Un fait commis en dehors du travail peut-il justifier un licenciement disciplinaire ?

Par principe, les faits relevant de la vie personnelle du salarié sont exclus des prérogatives disciplinaires de l’employeur.

Une décision récente de la Cour de Cassation vient cependant rappeler que la frontière entre faute grave et vie privée est difficile à cerner (Cassation Sociale 8 juillet 2020, n° 18-18.317).

Les faits étaient les suivants : à l’occasion d’une escale dans un pays étranger, le steward d’une compagnie aérienne avait commis un vol de portefeuille au préjudice d’un client de l’hôtel dans lequel il résidait.

Il a été alors licencié pour faute grave par son employeur lequel avait considéré que son salarié avait manqué à ses obligations professionnelles et porté atteinte à l’image de la compagnie aérienne.

Débouté de ses demandes devant les premiers juges, le salarié forma un pourvoi en cassation dans lequel il soutenait notamment qu’un motif tiré de sa vie personnelle ne pouvait justifier un licenciement disciplinaire.

Il s’appuyait sur les dispositions de l’article 9 du Code Civil qui dispose que chacun a droit au respect de sa vie privée.

Pour rejeter le pourvoi du salarié, la Cour de Cassation a retenu que les faits avaient été commis pendant le temps d’une escale dans un hôtel partenaire de la compagnie aérienne lequel avait signalé à l’employeur le vol et que la victime n’avait porté plainte qu’en raison de l’intervention de la compagnie aérienne.

La Haute Juridiction concluait donc que les faits reprochés se rattachaient à la vie professionnelle du salarié.

Ainsi, les faits commis par un salarié hors du temps et du lieu de travail peuvent, dans des circonstances très particulières et dès lors qu’il existe des liens étroits avec la vie professionnelle, justifier une sanction disciplinaire pouvant aller jusqu’au licenciement.

La jurisprudence avait déjà reconnu le caractère disciplinaire d’un licenciement pour faute prononcé à l’égard d’un chauffeur routier pour conduite en état d’ivresse en dehors de son temps de travail (Cassation Sociale 2 décembre 2003, n° 01-43.327).
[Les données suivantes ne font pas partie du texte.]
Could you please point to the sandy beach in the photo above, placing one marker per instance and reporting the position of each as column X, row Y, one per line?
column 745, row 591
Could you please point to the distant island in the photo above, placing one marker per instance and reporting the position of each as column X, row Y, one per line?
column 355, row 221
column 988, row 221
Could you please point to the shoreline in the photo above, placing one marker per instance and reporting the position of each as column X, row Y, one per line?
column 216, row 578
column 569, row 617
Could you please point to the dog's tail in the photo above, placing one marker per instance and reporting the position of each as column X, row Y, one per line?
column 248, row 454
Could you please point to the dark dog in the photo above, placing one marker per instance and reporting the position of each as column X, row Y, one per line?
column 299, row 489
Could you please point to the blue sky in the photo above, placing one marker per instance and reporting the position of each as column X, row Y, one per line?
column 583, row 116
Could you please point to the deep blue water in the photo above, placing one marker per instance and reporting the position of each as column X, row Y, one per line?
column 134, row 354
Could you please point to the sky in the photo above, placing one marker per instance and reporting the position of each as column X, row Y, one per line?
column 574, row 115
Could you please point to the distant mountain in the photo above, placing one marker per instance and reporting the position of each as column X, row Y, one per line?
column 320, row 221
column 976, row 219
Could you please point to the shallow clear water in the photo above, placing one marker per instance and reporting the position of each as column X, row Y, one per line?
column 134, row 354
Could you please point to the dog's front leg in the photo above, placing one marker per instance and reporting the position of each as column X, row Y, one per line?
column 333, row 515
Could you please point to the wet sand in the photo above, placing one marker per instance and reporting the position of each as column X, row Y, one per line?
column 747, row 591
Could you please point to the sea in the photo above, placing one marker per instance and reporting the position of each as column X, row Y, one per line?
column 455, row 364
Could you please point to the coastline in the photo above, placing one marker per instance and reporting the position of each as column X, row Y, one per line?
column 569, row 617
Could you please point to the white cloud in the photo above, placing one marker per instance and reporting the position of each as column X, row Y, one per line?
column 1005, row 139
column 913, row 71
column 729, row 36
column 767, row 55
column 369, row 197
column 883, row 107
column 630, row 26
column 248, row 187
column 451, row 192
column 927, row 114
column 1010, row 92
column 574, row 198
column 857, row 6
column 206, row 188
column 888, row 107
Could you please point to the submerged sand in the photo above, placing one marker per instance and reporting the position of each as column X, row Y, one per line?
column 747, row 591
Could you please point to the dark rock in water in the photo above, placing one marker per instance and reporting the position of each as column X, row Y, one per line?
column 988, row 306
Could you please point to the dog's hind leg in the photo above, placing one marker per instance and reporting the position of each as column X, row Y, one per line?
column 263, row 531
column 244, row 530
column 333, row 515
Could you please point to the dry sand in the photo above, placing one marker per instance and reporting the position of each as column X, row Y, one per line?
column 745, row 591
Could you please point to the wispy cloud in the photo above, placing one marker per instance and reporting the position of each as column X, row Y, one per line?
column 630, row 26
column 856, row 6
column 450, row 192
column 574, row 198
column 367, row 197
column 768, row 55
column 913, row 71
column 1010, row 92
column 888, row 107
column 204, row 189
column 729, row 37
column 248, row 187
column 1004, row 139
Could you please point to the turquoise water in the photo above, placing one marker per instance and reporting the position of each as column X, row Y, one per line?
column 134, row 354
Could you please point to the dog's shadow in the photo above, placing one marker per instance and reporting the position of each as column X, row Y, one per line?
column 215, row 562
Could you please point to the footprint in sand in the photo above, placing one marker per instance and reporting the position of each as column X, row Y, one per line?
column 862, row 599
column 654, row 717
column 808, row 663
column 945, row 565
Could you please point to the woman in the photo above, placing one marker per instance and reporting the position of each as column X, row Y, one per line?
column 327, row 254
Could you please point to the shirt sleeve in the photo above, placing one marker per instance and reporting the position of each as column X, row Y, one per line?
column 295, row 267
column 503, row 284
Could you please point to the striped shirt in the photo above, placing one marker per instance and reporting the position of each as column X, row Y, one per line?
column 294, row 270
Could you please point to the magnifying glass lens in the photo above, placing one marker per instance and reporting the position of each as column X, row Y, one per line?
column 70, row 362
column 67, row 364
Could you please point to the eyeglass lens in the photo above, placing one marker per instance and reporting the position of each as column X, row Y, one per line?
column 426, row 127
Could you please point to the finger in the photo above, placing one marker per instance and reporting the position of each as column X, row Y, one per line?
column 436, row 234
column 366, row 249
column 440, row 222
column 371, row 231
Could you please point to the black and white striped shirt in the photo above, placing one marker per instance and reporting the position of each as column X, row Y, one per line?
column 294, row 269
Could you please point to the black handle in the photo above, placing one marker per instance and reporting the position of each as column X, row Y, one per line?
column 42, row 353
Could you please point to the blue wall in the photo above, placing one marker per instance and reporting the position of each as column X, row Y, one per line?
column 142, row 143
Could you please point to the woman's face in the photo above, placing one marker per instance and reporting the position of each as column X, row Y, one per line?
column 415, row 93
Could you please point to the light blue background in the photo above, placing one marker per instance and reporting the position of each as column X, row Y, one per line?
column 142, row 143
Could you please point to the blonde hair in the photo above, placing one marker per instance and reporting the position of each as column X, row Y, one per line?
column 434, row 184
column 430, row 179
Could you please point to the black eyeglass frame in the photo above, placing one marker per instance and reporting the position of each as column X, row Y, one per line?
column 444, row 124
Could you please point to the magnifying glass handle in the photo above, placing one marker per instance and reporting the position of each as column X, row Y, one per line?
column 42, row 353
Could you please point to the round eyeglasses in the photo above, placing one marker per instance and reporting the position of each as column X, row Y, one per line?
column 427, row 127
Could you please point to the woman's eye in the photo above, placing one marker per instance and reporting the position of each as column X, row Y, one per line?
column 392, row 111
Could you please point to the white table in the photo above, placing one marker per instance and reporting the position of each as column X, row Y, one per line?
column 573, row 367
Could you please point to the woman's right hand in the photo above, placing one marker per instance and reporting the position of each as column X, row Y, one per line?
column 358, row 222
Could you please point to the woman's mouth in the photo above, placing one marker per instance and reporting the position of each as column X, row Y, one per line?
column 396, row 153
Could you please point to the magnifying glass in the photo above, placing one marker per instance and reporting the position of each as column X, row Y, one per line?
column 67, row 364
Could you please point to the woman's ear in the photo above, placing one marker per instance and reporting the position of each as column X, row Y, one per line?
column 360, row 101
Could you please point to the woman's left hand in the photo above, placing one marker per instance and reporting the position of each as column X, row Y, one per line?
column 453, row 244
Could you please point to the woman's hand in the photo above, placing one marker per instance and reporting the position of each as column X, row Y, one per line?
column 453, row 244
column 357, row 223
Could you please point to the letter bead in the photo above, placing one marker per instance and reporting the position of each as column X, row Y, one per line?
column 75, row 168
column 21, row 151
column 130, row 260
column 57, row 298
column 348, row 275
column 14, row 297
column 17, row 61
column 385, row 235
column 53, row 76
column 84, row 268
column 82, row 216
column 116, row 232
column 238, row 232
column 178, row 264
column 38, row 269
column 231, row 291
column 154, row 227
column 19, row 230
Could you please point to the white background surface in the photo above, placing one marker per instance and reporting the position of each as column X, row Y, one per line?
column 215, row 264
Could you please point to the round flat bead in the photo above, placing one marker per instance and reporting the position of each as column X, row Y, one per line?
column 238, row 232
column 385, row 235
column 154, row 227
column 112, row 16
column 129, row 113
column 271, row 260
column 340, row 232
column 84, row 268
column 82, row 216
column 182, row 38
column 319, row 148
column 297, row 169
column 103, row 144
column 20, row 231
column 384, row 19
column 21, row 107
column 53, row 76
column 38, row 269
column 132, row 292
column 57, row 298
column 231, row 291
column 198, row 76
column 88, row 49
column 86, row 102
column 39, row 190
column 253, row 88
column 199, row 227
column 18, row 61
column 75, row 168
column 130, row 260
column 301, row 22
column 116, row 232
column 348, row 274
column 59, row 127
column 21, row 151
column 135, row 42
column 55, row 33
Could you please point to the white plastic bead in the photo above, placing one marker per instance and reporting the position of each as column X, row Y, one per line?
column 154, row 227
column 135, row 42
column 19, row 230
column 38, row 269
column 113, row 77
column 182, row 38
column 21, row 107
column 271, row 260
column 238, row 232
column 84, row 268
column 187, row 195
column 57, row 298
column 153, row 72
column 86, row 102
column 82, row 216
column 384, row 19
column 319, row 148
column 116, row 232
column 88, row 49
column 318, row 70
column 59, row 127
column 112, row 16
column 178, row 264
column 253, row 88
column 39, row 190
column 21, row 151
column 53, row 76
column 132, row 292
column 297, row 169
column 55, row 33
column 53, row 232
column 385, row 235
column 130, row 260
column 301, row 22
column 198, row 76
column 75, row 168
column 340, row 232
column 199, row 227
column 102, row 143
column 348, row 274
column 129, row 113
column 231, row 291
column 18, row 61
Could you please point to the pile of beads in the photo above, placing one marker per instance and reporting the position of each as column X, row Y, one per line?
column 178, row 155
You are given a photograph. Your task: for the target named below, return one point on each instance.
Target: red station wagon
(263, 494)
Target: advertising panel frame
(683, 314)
Cependant, cette appréciation reste complexe.

Ainsi, et à propos d’une infraction au Code de la Route ayant entrainé une suspension du permis de conduire du salarié, la Cour de Cassation a pu juger qu’un motif tiré de la vie personnelle du salarié ne peut, en principe, justifier une faute professionnelle (Cassation Sociale 3 mai 2011, n° 09-67.464).

En revanche, le salarié pourrait être licencié pour un motif non disciplinaire s’il devait être empêché d’exercer la mission pour laquelle il a été recruté (Cassation Sociale 1er avril 2009, n° 08-42.071).

La démonstration d’un trouble objectif à l’entreprise devra alors être apportée par l’employeur pour légitimer la rupture du contrat de travail.

Entre vie personnelle et faute professionnelle, l’incertitude demeure.